The B19’s impact on the 1971 season was nothing short of total saturation. The grid of the European 2-Litre Sports Car Championship often looked like a Chevron spec-series. In the hands of Works driver Brian Redman, the B19 was devastating. Redman, a driver of world-class caliber, utilized the B19’s forgiving handling and the FVC’s punch to win the championship title, defeating the fierce challenge of Helmut Marko in the Lola T212. The B19 didn’t just win; it swarmed. At races like the Vallelunga 500km or the Nürburgring 500km, B19s would often lock out the top five positions. It became the default choice for any driver with ambition and a budget. Legends like Niki Lauda, Jody Scheckter, and Jo Siffert all spent time behind the wheel of a B19, using it as a sharp tool to hone their racecraft or simply to earn prize money on an off-weekend from Formula 1.

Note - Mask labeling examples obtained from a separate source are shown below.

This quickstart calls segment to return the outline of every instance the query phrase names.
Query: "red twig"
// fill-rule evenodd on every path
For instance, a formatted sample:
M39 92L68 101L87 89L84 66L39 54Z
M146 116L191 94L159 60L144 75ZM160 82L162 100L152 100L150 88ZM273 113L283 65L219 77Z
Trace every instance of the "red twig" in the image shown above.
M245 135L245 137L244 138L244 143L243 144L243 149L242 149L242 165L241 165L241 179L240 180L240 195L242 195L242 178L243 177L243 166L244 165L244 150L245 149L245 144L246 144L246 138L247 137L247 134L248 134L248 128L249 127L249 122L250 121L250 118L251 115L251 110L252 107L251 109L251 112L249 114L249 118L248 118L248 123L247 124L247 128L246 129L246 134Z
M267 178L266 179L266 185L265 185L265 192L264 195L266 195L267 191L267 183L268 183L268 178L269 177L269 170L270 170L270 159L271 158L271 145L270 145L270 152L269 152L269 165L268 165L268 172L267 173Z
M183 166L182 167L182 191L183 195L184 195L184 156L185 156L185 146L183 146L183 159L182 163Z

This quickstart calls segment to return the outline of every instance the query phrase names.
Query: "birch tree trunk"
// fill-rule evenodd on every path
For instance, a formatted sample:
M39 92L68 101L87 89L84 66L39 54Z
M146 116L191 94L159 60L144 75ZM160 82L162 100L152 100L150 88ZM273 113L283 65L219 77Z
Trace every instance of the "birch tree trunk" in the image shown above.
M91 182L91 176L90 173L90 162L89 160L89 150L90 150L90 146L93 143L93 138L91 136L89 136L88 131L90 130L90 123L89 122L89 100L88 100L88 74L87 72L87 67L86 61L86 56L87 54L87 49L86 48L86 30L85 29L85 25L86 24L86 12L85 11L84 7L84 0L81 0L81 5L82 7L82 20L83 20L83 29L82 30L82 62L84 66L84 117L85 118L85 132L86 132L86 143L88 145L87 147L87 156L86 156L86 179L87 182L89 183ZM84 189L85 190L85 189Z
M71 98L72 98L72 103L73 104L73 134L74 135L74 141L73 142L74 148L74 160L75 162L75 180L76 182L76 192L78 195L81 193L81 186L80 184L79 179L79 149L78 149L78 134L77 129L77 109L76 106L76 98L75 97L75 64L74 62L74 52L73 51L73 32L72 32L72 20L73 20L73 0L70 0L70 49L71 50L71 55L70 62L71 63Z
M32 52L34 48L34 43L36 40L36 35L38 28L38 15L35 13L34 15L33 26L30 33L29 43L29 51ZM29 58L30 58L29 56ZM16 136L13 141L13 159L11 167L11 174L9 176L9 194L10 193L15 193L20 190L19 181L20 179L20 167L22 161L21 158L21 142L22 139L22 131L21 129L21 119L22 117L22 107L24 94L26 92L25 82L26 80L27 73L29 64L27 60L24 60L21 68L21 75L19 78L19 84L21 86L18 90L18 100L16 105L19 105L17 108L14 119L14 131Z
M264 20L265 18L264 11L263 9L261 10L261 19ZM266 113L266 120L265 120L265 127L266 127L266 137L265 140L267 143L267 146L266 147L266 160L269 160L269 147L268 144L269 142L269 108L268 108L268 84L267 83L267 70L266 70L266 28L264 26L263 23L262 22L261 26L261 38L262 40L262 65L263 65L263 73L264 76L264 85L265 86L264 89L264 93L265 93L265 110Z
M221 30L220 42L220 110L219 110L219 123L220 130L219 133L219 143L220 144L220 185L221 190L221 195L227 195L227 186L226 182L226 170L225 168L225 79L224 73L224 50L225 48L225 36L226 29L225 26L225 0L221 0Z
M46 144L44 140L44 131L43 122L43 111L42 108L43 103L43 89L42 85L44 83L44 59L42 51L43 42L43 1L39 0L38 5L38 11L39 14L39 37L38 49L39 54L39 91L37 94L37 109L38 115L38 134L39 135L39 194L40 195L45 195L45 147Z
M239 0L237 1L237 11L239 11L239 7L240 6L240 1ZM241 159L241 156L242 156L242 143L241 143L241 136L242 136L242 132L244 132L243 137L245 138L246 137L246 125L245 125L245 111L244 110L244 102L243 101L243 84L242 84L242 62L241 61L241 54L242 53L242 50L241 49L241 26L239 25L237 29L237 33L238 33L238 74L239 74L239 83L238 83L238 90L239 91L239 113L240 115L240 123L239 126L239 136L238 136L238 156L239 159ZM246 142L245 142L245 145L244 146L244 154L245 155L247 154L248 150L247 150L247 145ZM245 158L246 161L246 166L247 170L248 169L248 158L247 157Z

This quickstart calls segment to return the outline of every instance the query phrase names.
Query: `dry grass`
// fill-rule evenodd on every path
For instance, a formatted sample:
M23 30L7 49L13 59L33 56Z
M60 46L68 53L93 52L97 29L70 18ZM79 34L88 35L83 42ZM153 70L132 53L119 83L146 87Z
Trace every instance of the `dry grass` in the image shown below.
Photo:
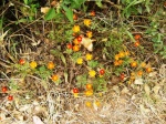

The car’s success extended far beyond Europe. In South Africa’s Springbok Series, the B19 was the king of the 9-hour endurance races, perfectly suited to the heat and the rougher tracks like Kyalami. In Japan, the B19 became a foundational car for the Grand Champion (GC) series, influencing a generation of Japanese constructors. The sheer volume of B19s produced—around 35 chassis—meant that it democratized speed. It allowed privateers to run at the front of international fields, battling factory efforts from Abarth and Porsche on merit. Its reliability was legendary; the steel chassis absorbed punishment that would have snapped a lighter car, and the Hewland FG400 gearbox was a known, robust quantity.
The legacy of the Chevron B19 is that it set the template for the “two-litre spyder” that would define sports car racing for the next decade. It was the father of the B21, B23, B26, and B31, a lineage that kept Chevron at the sharp end of the grid long after Derek Bennett’s tragic death. It proved that a small team from Bolton, operating out of a converted mill, could out-engineer the world. The B19 was not just a car; it was a career-maker, a championship-winner, and arguably the finest handling sports racing car of its generation. Today, in historic racing, the B19 remains the benchmark, its grid numbers still swelling in the CER and Masters series, proving that fifty years later, Derek Bennett’s “wedge” is still the car to beat.